As the craft-brewing world matures, innovation is cooling off in many corners of the industry. The once-dependable flood of new brewing technology has slowed to a trickle as brewers tighten their capital-expenditure belts. Yet the ingredient side of the brewing world remains a bright light, with rapid innovation answering big questions as they relate to changing consumer preference for nonalcoholic and low-calorie products, tighter niche offerings for aficionados, and tools to extract greater efficiency while brewing at higher quality. Here, we take a look at some of these new yeast strains, delivery methods, yeast-derived flavor products, and more.
Escarpment Terps & Elysium
escarpmentlabs.com
Plenty of brewers we trust count on Escarpment for researched and rigorous yeasts that are both functional and flavorful.
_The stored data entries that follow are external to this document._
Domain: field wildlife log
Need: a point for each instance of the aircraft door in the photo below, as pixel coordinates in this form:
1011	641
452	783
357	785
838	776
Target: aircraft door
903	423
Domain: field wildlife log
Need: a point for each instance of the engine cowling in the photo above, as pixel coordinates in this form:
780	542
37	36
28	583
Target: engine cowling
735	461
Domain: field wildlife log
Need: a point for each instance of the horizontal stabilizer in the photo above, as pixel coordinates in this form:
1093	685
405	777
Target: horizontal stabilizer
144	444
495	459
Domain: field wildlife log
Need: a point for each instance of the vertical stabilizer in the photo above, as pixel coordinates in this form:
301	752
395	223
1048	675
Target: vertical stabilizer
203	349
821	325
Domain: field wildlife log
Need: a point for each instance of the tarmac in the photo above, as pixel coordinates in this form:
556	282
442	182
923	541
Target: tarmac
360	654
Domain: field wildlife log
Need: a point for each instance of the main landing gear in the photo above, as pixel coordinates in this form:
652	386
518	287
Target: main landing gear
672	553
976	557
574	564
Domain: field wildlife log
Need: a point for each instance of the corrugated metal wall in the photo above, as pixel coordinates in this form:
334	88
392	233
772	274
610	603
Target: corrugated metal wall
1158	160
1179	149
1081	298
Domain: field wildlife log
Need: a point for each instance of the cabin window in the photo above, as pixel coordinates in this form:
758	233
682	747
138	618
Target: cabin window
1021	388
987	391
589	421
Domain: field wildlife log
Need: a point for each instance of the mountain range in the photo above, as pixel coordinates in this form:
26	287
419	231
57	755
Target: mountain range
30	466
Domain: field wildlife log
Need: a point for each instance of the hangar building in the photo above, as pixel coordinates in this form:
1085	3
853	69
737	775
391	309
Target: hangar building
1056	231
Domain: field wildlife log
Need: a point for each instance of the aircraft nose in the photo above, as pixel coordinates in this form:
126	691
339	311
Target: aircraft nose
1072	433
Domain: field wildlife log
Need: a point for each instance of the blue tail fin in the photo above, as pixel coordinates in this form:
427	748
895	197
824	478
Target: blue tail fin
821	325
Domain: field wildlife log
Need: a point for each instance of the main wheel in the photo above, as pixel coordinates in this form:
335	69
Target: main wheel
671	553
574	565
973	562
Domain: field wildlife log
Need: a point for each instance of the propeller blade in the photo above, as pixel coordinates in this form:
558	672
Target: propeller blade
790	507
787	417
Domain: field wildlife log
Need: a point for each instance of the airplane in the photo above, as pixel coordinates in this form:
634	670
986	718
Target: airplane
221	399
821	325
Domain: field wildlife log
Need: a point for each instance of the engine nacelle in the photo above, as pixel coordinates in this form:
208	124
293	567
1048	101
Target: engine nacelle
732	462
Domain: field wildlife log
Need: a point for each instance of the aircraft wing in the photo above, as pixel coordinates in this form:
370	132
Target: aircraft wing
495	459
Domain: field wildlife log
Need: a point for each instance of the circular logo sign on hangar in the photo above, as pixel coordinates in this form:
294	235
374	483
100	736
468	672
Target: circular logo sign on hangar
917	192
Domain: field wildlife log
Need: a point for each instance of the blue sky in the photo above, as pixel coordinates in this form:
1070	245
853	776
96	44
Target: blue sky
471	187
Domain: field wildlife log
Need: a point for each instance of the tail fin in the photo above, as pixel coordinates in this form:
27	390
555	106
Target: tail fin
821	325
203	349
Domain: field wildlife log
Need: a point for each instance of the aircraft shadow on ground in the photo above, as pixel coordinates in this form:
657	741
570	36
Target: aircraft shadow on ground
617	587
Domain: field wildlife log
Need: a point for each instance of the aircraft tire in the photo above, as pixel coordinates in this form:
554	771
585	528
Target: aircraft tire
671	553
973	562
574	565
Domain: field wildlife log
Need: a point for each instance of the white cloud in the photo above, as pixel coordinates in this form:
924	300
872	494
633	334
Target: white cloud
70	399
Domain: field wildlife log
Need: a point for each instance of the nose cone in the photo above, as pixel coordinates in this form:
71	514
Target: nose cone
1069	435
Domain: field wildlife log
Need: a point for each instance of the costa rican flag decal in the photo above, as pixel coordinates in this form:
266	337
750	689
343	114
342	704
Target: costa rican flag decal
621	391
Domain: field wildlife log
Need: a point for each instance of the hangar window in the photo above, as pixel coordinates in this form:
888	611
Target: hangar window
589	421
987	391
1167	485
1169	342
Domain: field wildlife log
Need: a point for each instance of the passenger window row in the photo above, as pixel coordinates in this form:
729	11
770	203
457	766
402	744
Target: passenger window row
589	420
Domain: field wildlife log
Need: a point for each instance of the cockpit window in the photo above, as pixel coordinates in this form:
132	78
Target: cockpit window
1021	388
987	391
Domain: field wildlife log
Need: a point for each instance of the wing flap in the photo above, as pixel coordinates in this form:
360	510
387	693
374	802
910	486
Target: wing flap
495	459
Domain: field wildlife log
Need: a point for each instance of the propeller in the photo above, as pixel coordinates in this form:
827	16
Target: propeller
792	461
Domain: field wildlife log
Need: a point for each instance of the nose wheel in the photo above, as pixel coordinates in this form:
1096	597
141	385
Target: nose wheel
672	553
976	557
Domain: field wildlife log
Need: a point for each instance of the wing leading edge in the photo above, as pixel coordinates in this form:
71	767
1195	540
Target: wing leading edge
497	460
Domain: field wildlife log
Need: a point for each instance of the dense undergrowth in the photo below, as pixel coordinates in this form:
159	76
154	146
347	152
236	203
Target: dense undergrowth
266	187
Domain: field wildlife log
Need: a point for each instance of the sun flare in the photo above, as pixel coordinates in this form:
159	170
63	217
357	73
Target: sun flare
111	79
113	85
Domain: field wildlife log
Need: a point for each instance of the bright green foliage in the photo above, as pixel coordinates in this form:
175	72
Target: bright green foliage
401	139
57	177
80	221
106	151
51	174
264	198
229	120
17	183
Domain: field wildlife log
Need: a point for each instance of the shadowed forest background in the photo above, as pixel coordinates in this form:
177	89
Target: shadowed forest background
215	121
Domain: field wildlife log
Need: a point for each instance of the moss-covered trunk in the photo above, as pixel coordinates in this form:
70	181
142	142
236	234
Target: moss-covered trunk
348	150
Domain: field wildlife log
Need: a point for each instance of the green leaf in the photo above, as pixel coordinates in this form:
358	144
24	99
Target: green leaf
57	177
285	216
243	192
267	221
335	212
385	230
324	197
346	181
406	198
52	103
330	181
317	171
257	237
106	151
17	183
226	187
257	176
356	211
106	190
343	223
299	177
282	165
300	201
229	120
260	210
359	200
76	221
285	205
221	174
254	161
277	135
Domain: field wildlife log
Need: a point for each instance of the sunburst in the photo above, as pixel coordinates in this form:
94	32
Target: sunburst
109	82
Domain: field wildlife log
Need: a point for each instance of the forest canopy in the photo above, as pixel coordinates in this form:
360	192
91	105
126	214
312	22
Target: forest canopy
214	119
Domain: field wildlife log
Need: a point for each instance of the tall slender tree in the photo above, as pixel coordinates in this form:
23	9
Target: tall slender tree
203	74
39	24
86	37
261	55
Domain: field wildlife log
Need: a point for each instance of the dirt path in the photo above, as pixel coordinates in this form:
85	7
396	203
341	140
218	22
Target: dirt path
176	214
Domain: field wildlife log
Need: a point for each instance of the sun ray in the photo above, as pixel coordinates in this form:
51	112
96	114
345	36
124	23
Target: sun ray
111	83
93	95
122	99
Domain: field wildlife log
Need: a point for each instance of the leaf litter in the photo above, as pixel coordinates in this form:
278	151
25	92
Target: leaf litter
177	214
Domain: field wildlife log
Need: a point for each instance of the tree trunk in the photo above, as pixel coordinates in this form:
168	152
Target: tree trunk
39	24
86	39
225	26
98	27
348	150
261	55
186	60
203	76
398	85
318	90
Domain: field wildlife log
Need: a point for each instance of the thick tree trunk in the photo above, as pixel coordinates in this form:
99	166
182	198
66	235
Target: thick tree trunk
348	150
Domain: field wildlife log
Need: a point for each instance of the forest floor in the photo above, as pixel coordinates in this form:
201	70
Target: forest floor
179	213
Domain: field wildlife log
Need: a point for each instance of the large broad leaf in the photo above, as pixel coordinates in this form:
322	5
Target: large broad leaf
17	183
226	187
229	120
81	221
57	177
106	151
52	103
With Terps, they took the classic American ale strain and rapidly evolved it, steering it toward punchier terpene production that’s perfect for modern West Coast–style IPA. The lab similarly bred Elysium with a focus on pineapple esters, perfect for tropically tinted IPAs or even fruit beers. But you don’t sacrifice at the altar of flavor—Escarpment has optimized both yeasts to get the job done, even in challenging production environments.
White Labs & Yeast Bay PurePitch Next Generation
whitelabs.com
We’ve come a long way over the past decade, and you don’t have to dig back too many years into our archive to see White Labs test-tube-style yeast packaging in our photos. Those seem like an antiquity now, as their PurePitch Next Generation packaging consistently delivers more cells into every pitch with healthy yeast that’s raring to go. Add in the beautiful collection of Yeast Bay cultures that White Labs now offers, and you have an unbeatable combination for any brewer who wants to explore expressive, clean, or funky brews.
Wyeast Private Culture
wyeastlab.com/private-culture-collection
We’re suckers for limited-time offers, and the quarterly releases through the Wyeast Private Culture program are great ways to stretch out and explore. The first quarter 2025 offerings are a West Coast IPA strain (1217-PC) with low ester production even at warmer temperatures, and a North American lager strain (2272-PC) that amplifies malt character in pale lagers.
Imperial Gnome & The GOAT
imperialyeast.com/yeast-strains/gnome
imperialyeast.com/yeast-strains/the-goat
Gnome offers classic Belgian phenolic notes, but balanced, while boosting hop character in pale beers and dropping bright. The GOAT, meanwhile, is aimed squarely at what you think it is—German-style bocks, maibocks, and heartier lagers. Get them while they’re in season.
Berkeley NA Strains
berkeleyyeast.com/pages/na-strains
They’re only available to pro brewers at this point, but the engineered NA Cabana and NA Classic strains don’t ferment maltose and maltotriose (only glucose). Through their fast fermentations, they also produce familiar beery flavors and aromas that will help you forget you’re drinking nonalcoholic beer. Cabana ticks the tropical box, while Classic is suited for more of a clean lager feel.
Omega Vossa Nova Thiolized Kveik
omegayeast.com/yeast/kveiks/vossa-nova
Vossa Nova combines the temperature flexibility and haze of Voss kveik with the expressive flavor we’ve come to enjoy from Omega’s thiolized strains—it’s a heady mix and perfect for homebrewers and small breweries that like to let fermentations rip.
Lallemand Yops
shop-us.lallemandbrewing.com/brewing-flavors/
Brewers have been using yeast to produce preferred flavors for as long as they’ve brewed beer, but labs are now using modern tech to hybridize and modify yeast to specifically produce desirable flavor and aroma compounds. The new Yops line from EvodiaBio, available from Lallemand, promises specific hops-like flavor blends—floral, citrus, fruity—but the flavors are products of yeast rather than hops. They’re bottled for easy addition to brews, making them an interesting option for NA beer, for example, where microbiological stability is paramount. Look for results of our testing in a few months.
Fermentis Brewer-Friendly Packaging
fermentis.com
It’s a small thing, but the new dry yeast packaging from Fermentis, with an integrated spot for punching in a pouring spout, makes brewers’ work just a little bit more foolproof on brew days. And per-batch QR codes now provide the ultimate in traceability. Small iterations, but welcome ones.